Yesterday I Tweeted, Facebooked and Tumbled a fabulous pair of pink skinny jeans from Zara that I discovered on Have to Have, a social registry for your life that I co-founded. Why did I do this? My style is one of the ways in which I express who I am.
Apparently I wasn't the only one who thought the pink jeans were the new it thing. Once I had seen that 14 other people added the pink jeans to their profiles, I knew I had to have them. Shoppers are social creatures and friends are some of our strongest influencers in purchasing decisions. 83 percent of online shoppers said they are interested in sharing information about their purchases with people they know, while 74 percent are influenced by the opinions of others in their decision to buy the product in the first place.
However, social media is not just all about me. I love seeing what fashionable finds my friends are plucking from across the web and in stores as they snap photos on their phones. From Etsy to Shibuya to the tiny unknown boutique on Manhattan's Lower East Side, cool finds are hitting our radar screens faster and powered by social media. Apps such as Instagram and Pose and inspiration platforms such as Pinterest are helping to make this sharing easier than ever before, both online and with mobile.
Today shopping is all about social commerce and new tools that make browsing and buying a breeze - from wherever we are. A number of innovative companies are creating tools for people to not only discover fashion and show off their style, but also to help them shop the way they really do - both online and in stores.

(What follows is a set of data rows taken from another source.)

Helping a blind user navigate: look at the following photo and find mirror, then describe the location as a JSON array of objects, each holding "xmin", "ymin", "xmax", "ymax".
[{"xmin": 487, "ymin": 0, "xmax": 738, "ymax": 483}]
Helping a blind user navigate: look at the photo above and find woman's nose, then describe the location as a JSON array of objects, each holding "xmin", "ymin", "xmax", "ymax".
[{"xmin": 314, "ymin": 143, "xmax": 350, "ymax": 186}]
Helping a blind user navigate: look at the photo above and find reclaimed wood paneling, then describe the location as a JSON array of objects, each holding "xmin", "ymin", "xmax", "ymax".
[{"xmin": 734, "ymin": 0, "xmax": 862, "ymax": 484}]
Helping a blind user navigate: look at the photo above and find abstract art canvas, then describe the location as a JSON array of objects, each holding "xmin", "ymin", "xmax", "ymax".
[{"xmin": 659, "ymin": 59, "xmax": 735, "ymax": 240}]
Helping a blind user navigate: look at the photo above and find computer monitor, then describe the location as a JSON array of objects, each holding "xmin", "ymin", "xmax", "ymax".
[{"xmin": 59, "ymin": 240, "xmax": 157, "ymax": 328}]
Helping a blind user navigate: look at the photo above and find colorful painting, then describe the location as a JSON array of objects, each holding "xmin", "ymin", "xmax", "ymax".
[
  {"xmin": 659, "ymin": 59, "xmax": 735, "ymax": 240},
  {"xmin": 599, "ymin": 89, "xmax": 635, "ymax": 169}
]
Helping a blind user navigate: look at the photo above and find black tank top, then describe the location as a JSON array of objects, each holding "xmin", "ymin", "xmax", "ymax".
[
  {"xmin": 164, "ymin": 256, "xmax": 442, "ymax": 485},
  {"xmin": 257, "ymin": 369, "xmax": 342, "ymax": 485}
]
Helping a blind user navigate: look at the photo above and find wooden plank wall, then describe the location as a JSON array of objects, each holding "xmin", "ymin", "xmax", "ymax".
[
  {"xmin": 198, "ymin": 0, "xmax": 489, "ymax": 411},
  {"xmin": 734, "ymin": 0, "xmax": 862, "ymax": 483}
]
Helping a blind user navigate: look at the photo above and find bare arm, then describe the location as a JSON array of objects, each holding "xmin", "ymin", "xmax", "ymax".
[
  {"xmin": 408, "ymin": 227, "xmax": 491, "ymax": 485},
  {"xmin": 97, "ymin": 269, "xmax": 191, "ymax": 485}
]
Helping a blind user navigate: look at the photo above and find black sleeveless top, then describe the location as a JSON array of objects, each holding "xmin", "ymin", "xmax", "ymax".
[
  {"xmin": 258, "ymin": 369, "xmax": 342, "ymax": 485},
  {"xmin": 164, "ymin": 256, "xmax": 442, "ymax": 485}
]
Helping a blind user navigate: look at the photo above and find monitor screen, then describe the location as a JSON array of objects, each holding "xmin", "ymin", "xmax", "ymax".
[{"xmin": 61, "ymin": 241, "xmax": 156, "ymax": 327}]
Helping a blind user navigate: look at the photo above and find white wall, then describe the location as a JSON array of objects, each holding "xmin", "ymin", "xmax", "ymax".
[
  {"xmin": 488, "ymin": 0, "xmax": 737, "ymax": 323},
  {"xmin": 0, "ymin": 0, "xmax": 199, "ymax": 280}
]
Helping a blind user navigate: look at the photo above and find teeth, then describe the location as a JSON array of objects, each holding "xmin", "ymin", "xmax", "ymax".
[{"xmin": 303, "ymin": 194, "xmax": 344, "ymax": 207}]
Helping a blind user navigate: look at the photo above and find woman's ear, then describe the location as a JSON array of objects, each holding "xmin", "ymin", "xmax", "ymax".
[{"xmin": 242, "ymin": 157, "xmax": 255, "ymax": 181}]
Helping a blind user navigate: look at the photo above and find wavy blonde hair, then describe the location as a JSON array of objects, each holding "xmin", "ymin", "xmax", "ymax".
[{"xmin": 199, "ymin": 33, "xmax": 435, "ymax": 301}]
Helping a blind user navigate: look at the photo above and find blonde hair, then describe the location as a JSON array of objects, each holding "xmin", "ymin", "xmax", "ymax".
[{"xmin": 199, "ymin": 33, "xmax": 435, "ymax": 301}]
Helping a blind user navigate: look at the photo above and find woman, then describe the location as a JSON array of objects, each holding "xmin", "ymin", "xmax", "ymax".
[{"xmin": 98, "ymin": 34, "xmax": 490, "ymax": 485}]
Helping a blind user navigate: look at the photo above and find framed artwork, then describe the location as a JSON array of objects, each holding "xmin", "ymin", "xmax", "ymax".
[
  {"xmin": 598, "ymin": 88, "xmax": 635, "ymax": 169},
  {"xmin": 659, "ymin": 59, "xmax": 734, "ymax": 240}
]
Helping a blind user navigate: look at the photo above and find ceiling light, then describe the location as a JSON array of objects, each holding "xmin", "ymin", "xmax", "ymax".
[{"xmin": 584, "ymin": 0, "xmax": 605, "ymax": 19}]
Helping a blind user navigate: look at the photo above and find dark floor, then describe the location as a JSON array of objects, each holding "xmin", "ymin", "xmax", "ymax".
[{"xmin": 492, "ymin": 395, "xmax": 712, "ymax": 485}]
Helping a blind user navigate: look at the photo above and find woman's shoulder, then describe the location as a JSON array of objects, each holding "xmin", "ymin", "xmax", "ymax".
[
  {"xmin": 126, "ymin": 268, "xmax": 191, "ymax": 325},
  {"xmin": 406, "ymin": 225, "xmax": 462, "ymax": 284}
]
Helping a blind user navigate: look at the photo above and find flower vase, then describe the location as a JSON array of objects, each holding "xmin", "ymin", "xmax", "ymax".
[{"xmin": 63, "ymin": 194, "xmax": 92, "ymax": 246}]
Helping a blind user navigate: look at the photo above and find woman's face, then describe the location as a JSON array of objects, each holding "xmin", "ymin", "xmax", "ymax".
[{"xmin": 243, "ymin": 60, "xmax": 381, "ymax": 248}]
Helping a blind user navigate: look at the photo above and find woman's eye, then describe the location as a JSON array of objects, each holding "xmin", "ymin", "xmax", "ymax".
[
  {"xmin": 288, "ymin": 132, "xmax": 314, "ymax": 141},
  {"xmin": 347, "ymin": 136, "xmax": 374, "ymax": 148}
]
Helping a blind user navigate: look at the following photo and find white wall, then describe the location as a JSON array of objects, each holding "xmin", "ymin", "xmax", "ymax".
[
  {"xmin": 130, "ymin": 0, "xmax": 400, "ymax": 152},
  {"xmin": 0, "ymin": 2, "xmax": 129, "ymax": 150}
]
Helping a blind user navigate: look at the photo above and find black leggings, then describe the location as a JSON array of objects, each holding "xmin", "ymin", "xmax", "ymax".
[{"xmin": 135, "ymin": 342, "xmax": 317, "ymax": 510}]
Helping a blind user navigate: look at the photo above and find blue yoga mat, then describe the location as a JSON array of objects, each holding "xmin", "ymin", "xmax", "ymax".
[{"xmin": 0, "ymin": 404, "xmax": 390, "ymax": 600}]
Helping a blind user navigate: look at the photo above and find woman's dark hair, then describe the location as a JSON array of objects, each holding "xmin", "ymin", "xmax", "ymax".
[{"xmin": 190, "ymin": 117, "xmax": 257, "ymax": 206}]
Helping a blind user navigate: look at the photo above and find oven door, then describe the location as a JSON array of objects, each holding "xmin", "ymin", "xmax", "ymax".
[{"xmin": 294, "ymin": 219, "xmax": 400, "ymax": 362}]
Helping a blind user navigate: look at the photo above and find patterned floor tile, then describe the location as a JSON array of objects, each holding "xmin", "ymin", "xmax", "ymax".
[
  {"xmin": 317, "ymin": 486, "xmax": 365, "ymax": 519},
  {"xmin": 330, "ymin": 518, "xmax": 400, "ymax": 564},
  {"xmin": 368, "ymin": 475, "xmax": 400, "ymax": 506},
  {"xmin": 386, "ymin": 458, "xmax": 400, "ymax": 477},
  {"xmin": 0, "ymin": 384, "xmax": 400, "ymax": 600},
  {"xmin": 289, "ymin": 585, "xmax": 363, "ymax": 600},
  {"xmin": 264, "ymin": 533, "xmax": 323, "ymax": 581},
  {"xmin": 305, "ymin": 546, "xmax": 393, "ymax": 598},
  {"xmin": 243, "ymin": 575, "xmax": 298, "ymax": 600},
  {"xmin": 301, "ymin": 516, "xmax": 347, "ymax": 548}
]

Mobile is an increasingly important piece of this puzzle bridging online and offline shopping. When it comes to clothing, shoppers often seek out products that they find online in real life so they can feel the fabric, try things on for size and fit or just want another opinion. They also want to buy the products they see in stores later online, oftentimes for the convenience factor. An overwhelming 78 percent of consumers use at least two such "channels" to browse, research and make purchases, and 56 percent of online shoppers who own a mobile device say they use that device to research or buy products.
So what does all this mean in practice? For starters, I no longer have to read my mom's mind when I want to buy her a birthday present. I know exactly what she wants when I check out her Have to Have profile and from there I can click to buy directly from the retailer. Likewise, I used to email myself reminders about products I had seen and liked, but now I use social bookmarking sites, like our own, to save products from across the web. The new Have to Have mobile app allows me to snap and save photos to my profile - from the fashion show runways in Lincoln Center to the Mall of America. I can also reference my wishlists, see what I have saved online and take care of all sorts of other online and offline shopping needs. I dig social commerce because it's fun, efficient and keeps me on-trend.
Aileen Lee, a partner at Kleiner Perkins said, "If you figure out how to harness the power of female customers, you can rock the world."4 From two women who see a tremendous need from both the consumers and the brands, we are working on it!